I am trying to run regression on financial data in R. I am new to regression analysis so I am finding it to difficult to interpret certain scenarios. I have the code as follows:
#regression analysis
fit <- lm(fiveMinReturns~RegressionData, data=maindata)
summary(fit) # show results
#correlation
cor(maindata$fiveMinReturns,maindata$RegressionData,use="everything")
My output is:
Call:
lm(formula = fiveMinReturns ~ RegressionData, data = maindata)
Residuals:
Min 1Q Median 3Q Max
-0.205790 -0.001144 -0.000062 0.001117 0.156418
Coefficients:
Estimate Std. Error t value Pr(>|t|)
(Intercept) 6.346e-05 8.785e-06 7.223 5.09e-13 ***
RegressionData 1.597e-07 1.432e-08 11.155 < 2e-16 ***
---
Signif. codes: 0 ‘***’ 0.001 ‘**’ 0.01 ‘*’ 0.05 ‘.’ 0.1 ‘ ’ 1
Residual standard error: 0.004035 on 210912 degrees of freedom
Multiple R-squared: 0.0005896, Adjusted R-squared: 0.0005849
F-statistic: 124.4 on 1 and 210912 DF, p-value: < 2.2e-16
cor(maindata$fiveMinReturns,maindata$RegressionData,use="everything")
[1] 0.02428219
p-value is very small that means two variables are tightly coupled, but correlation is small too.

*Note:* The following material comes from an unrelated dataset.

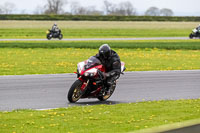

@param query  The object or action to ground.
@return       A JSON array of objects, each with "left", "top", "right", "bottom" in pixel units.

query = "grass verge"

My question is how do I evaluate this situation?
Can we say that this equation will give correct results almost every time?
Which scenario suggests both p-value and correlation both to be really small?
What measures should i take to improve the result?
Best Answer
It means that the relationship between your two variables is very small, and only detected because your analyses had massive power (df of 200k+).
No, again, because the relationship between the two variables is very small, and your data do not explain a lot of the underlying variability in your dependent measure. Specifically, your model has an R^2 of 0.0005849, which means that your independent variable explains .05% (not 5%) of all the variability in the dependent variable.
If there is a relationship between the two variables, regardless of how large or small (i.e., H1 is true), the p-value will become smaller as your sample grows larger. So, it is entirely possible that the relationship between your variables is tiny, and yet you've still managed to detect it because your sample is so huge.
I'm not sure what you mean. The result is fine as it is. You tested a hypothesis and the data do not really support it.